Classic CAH is a chronic and potentially life-threatening rare genetic disorder characterized by an inability to produce cortisol, and, in many CAH patients, an inability to produce aldosterone. Due to the severity of the disease, most developed countries have established newborn screening programs to test for classic CAH at birth. There are approximately 20,000 – 30,000 classic CAH patients in the U.S. and 50,000 in the EU. There have been no meaningful improvements in CAH treatments in approximately 70 years.

Cortisol is a vital hormone, often called the stress hormone, and acts to prevent the release of substances in the body that cause inflammation, and also to stabilize blood sugar levels. Without cortisol, patients confront the potential for life-threatening adrenal crisis. Aldosterone is also a critical hormone, essential for sodium and potassium level regulation, and hence for control of blood pressure. The inability in CAH to produce cortisol has a key secondary effect, which is significant overproduction of adrenal androgens.

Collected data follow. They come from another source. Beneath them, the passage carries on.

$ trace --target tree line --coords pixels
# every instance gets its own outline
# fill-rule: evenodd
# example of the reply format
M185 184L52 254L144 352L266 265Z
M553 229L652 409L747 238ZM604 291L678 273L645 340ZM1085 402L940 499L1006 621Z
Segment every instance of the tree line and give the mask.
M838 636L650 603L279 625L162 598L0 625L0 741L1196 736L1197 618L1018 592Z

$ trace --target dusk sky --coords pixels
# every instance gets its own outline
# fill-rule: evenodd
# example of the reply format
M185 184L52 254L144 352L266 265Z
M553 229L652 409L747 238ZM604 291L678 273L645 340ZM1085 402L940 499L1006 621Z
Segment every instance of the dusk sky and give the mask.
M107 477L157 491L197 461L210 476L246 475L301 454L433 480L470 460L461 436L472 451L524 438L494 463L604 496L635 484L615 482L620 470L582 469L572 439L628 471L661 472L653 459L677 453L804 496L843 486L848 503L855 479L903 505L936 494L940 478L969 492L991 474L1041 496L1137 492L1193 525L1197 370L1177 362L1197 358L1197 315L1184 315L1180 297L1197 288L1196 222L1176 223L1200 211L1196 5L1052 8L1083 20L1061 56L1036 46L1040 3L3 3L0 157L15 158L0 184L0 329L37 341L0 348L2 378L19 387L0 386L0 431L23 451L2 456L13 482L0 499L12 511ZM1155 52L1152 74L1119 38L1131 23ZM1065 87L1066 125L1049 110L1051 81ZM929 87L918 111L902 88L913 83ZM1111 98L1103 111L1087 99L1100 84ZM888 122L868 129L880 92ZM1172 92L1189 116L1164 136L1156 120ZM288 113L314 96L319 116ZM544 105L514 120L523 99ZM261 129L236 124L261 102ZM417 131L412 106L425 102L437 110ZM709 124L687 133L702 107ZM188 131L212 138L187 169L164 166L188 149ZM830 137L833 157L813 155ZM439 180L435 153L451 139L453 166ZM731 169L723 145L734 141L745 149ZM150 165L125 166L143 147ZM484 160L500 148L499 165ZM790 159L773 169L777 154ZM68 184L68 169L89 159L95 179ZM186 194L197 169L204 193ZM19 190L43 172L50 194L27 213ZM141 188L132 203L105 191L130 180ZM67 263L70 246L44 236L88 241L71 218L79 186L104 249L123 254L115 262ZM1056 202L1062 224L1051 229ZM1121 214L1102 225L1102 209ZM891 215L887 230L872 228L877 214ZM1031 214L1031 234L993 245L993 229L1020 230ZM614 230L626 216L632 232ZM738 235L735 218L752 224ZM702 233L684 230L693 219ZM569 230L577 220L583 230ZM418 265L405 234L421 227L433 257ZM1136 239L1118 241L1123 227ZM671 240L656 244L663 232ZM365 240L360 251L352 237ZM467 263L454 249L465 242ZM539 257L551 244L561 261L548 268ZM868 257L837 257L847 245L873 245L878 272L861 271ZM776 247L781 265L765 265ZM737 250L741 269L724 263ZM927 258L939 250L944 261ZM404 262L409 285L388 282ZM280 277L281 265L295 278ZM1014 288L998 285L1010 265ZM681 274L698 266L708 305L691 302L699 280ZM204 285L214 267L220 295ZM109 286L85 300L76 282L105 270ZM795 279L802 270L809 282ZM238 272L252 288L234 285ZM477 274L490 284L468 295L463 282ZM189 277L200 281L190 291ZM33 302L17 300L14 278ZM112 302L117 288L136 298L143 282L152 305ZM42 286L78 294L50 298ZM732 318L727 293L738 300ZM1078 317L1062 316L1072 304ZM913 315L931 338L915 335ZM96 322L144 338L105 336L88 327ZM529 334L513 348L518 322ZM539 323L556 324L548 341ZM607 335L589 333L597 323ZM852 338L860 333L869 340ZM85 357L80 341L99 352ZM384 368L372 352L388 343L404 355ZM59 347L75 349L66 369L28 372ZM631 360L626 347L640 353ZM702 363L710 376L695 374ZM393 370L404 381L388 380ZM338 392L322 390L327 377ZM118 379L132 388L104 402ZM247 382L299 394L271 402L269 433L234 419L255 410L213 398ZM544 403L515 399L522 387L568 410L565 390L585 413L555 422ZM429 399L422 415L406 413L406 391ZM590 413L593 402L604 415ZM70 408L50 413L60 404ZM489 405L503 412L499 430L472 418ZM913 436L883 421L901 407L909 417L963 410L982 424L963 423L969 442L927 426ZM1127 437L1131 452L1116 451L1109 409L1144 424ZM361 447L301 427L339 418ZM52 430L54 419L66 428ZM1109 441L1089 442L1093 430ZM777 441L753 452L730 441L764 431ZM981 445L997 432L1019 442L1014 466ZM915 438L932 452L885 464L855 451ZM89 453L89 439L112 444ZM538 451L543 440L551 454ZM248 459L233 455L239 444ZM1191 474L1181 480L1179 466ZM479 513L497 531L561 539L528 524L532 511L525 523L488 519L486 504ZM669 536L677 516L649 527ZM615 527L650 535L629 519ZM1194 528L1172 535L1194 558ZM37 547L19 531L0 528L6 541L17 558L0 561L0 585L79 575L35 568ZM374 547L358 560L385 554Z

All patients require lifelong treatments with glucocorticoids to replace the missing cortisol and avoid adrenal crisis. But replacement of cortisol alone does not manage the disease: It is estimated that approximately 70% of adult classic CAH patients are living with disease that is considered poorly controlled, primarily because they have adrenal hormones outside of the normal range.1 With limited options currently available, many patients may be prescribed excessive doses of glucocorticoids to reduce high levels of adrenal androgens.

1 Sources: Back Bay Physician Interviews; Horm Res Paediatr 2011;76:73–85, Nat Rev Endocrinol. 2014 Feb;10(2):115-24.